Jerusalem (Mar. 29)
— Israel’s participation in the international trade fair in Cairo which just ended after a two-week run was hailed today by Minister of Trade and Industry Gideon Patt as “another step in the direction of full normalization” of relations between Israel and Egypt. Patt, who attended the fair, also told his fellow ministers at today’s Cabinet meeting that the Israeli-Egyptian trade agreement, expected to be ratified this week by the Egyptian Parliament, should lead to a great increase of Egyptian imports from Israel.
“This will open the door for the public sector in Egypt to trade with Israel, “Patt said. Until now, trade contacts have been confined to the government-to-government level. Israel’s exports to Egypt to date total $12 million but there have been no Egyptian exports to Israel. Ministry officials who helped staff the Israeli pavilion at the trade fair forecast that trade between the two countries would amount to a $100 million within three years.
An estimated 300,000 people visited the Israeli pavilion at the Cairo trade fair. During its first week, when the fair was open to business people only, between 2000-3000 potential Egyptian buyers
examined the Israeli goods displayed. During the second week, when the fair was open to the public, about 30,000 Egyptians a day visited the Israeli pavilion.
DEFER DECISION ON TEACHERS’ SALARY
At the request of Premier Menachem Begin and Education Minister Zevulun Hammer, the Cabinet agreed today to defer a final decision in the dispute with teachers over a pay raise until the Arbitration Institute determines whether the increase would constitute a deviation from the general wage agreements.
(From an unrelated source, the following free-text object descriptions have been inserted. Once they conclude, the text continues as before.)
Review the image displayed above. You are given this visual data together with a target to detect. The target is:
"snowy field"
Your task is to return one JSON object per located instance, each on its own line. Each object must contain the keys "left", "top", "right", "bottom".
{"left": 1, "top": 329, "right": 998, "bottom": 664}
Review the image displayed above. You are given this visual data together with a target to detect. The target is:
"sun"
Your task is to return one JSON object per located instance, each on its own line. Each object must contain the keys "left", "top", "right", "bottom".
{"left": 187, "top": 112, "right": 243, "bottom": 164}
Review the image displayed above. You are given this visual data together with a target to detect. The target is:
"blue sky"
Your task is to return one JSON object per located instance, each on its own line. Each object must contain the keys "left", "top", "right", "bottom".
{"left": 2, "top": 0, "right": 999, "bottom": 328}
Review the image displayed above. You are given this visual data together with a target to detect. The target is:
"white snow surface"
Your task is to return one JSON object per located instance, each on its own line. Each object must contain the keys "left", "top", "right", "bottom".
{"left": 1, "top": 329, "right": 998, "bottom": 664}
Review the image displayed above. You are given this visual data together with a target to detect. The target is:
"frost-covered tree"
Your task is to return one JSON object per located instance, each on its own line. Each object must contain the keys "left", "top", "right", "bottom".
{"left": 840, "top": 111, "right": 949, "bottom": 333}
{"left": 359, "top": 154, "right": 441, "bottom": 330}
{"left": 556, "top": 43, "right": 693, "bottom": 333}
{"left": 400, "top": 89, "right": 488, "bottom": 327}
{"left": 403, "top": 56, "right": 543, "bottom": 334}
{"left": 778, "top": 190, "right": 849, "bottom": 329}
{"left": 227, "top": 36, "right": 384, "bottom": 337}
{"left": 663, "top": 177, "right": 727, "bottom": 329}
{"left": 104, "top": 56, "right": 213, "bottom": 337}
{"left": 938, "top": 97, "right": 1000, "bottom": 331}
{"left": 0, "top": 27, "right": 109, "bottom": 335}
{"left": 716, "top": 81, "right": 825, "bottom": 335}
Agreement was reached earlier this month between the government and the teachers union on pay increases. But its implementation has been held up by the Treasury on grounds that it would cause the collapse of the present wage structure in the economy by triggering demands from other public employes. The teachers staged a one-day strike last week to protest the Treasury’s refusal to honor the agreement.
The Cabinet also agreed today that work on the proposed Mediterranean-Dead Sea canal hydro-electric project would begin in the near future. The canal route already has been approved. Energy Minister Yitzhak Modai proposed that the work start at the eastern end of the route, close to the Dead Sea. According to Modai, more than $25 million has been invested in the two months since the Israel Bond Organization began a campaign on behalf of the $700 million project in the United States and Europe.